Pocos países del mundo han reconocido al mandatario “re-electo”. Rusia, China, Cuba, Turquía, Siria, Irán, Bielorrusia, Nicaragua y Bolivia son algunas excepciones. El listado parece el de miembros de un sórdido club de autoritarismos, pero un esfuerzo por detener la catástrofe venezolana deberá incluir a alguno de estos países, probablemente a la propia Cuba, como actor clave.

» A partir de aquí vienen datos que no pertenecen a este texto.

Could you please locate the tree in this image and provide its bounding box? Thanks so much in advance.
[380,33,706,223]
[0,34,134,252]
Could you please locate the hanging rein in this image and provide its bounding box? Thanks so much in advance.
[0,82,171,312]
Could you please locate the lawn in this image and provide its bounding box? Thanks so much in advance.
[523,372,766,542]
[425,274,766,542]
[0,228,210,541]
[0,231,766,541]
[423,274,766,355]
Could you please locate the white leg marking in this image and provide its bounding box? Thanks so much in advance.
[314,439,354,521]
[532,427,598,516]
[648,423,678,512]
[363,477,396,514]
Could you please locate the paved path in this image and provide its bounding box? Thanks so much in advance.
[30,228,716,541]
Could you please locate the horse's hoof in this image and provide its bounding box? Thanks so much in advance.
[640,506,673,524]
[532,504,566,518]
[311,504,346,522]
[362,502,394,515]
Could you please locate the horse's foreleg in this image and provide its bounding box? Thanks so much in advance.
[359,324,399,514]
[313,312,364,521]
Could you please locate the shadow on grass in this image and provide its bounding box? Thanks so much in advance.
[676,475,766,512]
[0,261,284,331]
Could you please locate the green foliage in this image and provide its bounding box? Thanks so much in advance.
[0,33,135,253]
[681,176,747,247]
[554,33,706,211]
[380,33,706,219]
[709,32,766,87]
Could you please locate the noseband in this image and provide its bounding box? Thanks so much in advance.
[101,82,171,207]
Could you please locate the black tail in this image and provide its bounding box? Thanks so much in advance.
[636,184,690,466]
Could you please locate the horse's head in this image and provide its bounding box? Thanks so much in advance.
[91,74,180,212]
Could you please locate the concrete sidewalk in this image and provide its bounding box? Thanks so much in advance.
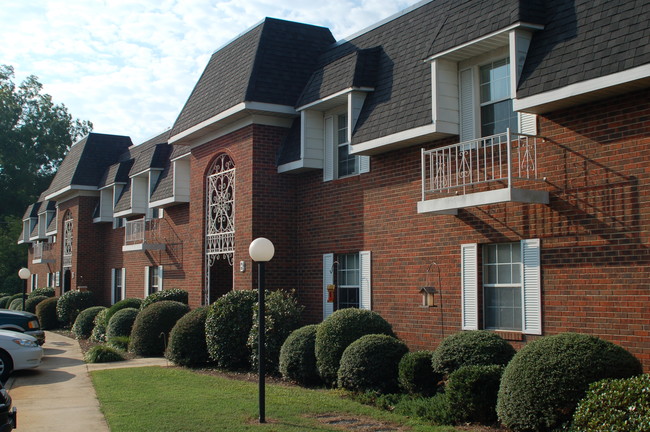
[5,332,167,432]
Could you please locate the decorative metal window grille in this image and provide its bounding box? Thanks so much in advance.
[63,212,73,267]
[203,153,235,304]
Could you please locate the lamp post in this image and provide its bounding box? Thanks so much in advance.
[248,237,275,423]
[18,267,32,310]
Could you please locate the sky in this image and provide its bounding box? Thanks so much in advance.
[0,0,418,144]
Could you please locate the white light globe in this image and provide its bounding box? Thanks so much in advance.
[248,237,275,262]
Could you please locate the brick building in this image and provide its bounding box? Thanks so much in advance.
[20,0,650,369]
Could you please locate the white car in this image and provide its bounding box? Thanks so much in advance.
[0,330,43,382]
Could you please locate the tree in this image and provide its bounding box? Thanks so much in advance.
[0,65,92,291]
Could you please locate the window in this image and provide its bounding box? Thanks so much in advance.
[479,58,518,137]
[483,243,523,331]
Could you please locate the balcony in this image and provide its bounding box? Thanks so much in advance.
[32,242,55,264]
[418,130,548,214]
[122,218,165,252]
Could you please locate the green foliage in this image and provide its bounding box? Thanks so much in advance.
[84,345,125,363]
[315,308,395,385]
[106,308,140,339]
[205,290,257,370]
[445,365,503,425]
[165,307,210,367]
[338,334,408,393]
[106,298,142,323]
[248,290,304,373]
[140,288,189,309]
[56,291,95,327]
[25,296,50,313]
[497,333,642,431]
[72,306,106,339]
[36,297,59,330]
[398,351,443,396]
[129,300,190,357]
[280,324,320,386]
[90,309,108,342]
[431,330,515,375]
[571,374,650,432]
[27,287,56,298]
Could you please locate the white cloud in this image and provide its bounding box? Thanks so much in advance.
[0,0,415,143]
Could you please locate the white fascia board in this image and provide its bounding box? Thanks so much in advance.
[513,64,650,112]
[296,87,375,112]
[168,102,297,144]
[424,22,544,62]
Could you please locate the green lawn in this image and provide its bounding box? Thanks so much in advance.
[91,367,455,432]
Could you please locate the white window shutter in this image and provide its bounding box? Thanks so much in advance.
[521,239,542,335]
[144,266,149,298]
[519,112,537,135]
[460,243,478,330]
[323,254,334,320]
[359,251,372,310]
[323,116,334,181]
[460,69,476,142]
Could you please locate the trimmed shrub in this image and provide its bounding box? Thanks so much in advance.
[445,365,503,425]
[431,330,515,375]
[27,287,56,298]
[205,290,257,369]
[36,297,59,330]
[126,300,190,357]
[248,290,304,373]
[106,308,140,339]
[84,345,124,363]
[315,308,395,385]
[338,334,408,393]
[106,336,130,351]
[106,298,142,323]
[0,296,11,309]
[571,374,650,432]
[72,306,106,339]
[56,291,95,327]
[280,324,321,386]
[398,351,442,396]
[497,333,642,431]
[140,288,189,309]
[90,309,108,342]
[165,307,210,367]
[25,296,50,313]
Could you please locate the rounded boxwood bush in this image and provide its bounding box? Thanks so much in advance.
[72,306,106,339]
[56,291,95,326]
[106,308,140,339]
[280,324,320,386]
[338,334,408,393]
[140,288,189,309]
[36,297,59,330]
[248,290,304,373]
[431,330,515,375]
[84,345,125,363]
[445,365,503,425]
[205,290,257,370]
[106,298,142,323]
[90,309,108,342]
[165,307,210,367]
[128,300,190,357]
[315,308,395,385]
[497,333,642,431]
[571,374,650,432]
[398,351,442,396]
[27,287,56,297]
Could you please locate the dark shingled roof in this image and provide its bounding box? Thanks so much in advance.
[45,132,132,195]
[517,0,650,98]
[171,18,334,135]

El futuro no luce prometedor en el corto plazo. La presión poselectoral seguirá, vendrán más sanciones, la asfixia financiera se consolidará, habrá más episodios de enajenación de activos petroleros y se profundizará el éxodo de venezolanos por tierra, con fuertes presiones demográficas a otras naciones de la subregión. Cada “huida hacia delante” de Maduro ha conducido al país, y a sí mismo, a un abismo más profundo. Finalmente, se impondrá el equilibrio tras un costoso proceso, que nadie puede prever en detalle pero que ya se asoma en las presiones internacionales, los movimientos institucionales de la Asamblea Nacional y la profunda inquietud en el sector castrense.

Quedará una certeza: Chávez soñó la utopía y Maduro hizo realidad la distopía.